I've put in about a dozen square d microligic breakers over the past month and have found that only a handful are giving any readings or even working. Some turned on immediately as the breaker was engaged and running loads and some turned on a week or so later and the rest don't turn on at all. Am I missing something glaringly obvious like batteries? In the past these things have always lit right up. Sizes range from 400-3000


----------



## Zog (Apr 15, 2009)

D-Bo said:


> I've put in about a dozen square d microligic breakers over the past month and have found that only a handful are giving any readings or even working. Some turned on immediately as the breaker was engaged and running loads and some turned on a week or so later and the rest don't turn on at all. Am I missing something glaringly obvious like batteries? In the past these things have always lit right up. Sizes range from 400-3000


Micrologic 6.0 is a trip unit, not a type of breaker. And there have been a couple recalls on those trip units, one involving the battery, one involving false tripping. But they should always light up, have you checked the 24VDC control power? Do you see a battery status indicator? How much load is on the breakers (CT's power the unit above around 20% loading)


----------



## D-Bo (Apr 15, 2012)

Zog said:


> Micrologic 6.0 is a trip unit, not a type of breaker. And there have been a couple recalls on those trip units, one involving the battery, one involving false tripping. But they should always light up, have you checked the 24VDC control power? Do you see a battery status indicator? How much load is on the breakers (CT's power the unit above around 20% loading)

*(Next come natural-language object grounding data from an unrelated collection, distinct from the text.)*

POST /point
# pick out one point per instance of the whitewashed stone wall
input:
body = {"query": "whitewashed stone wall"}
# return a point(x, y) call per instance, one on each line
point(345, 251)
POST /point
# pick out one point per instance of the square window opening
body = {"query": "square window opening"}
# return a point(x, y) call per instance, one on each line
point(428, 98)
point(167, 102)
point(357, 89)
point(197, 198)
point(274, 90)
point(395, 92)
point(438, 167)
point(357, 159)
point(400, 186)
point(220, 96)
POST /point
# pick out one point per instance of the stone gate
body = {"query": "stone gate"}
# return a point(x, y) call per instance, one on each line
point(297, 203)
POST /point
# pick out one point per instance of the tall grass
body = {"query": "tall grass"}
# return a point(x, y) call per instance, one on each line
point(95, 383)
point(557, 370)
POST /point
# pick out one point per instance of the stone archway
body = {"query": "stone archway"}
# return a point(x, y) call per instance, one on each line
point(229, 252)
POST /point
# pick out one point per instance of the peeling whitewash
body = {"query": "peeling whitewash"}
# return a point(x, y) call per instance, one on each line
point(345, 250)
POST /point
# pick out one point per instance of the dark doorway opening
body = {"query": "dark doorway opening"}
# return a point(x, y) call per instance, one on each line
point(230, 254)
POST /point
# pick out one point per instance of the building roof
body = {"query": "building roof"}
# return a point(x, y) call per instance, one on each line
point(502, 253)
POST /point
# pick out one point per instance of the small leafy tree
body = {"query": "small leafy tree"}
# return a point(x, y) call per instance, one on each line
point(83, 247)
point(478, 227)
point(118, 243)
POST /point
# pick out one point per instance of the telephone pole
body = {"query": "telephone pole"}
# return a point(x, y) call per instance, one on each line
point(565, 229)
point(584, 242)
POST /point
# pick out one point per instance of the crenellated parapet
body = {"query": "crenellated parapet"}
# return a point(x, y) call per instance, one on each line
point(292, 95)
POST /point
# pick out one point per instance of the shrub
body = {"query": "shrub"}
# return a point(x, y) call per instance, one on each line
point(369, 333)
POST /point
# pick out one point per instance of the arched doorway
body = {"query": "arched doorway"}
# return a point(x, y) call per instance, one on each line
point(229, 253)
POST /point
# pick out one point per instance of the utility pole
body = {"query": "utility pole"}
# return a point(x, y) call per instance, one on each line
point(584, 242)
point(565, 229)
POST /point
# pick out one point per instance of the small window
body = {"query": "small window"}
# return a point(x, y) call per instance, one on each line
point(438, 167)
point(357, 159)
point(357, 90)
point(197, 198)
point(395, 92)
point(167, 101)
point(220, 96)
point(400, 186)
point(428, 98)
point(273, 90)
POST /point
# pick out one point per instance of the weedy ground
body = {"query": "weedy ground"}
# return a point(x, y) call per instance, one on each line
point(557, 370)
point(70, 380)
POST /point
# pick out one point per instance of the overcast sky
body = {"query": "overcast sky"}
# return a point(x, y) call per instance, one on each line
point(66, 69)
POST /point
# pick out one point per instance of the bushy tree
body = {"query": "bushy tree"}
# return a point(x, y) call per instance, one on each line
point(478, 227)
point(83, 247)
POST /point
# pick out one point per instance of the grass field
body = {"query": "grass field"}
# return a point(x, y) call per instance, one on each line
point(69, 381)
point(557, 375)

Thanks for the clarification. Have not checked control power at this point as I was leaning to the thought that they were not loaded enough yet. Most are feeding buss duct and it will be a few weeks before all equipment is in place and hooked up. This might explain why some have been activating as we're getting more equipment hooked up? Thanks again


----------



## brian john (Mar 11, 2007)

Zog said:


> Micrologic 6.0 is a trip unit, not a type of breaker. And there have been a couple recalls on those trip units, one involving the battery, one involving false tripping. But they should always light up, have you checked the 24VDC control power? Do you see a battery status indicator? How much load is on the breakers (CT's power the unit above around 20% loading)


 
Do they need load to power up? I did not think the 6.0's did.


----------



## Zog (Apr 15, 2009)

brian john said:


> Do they need load to power up? I did not thing the 6.0's did.


They do if the 24VDC control power isn't there


----------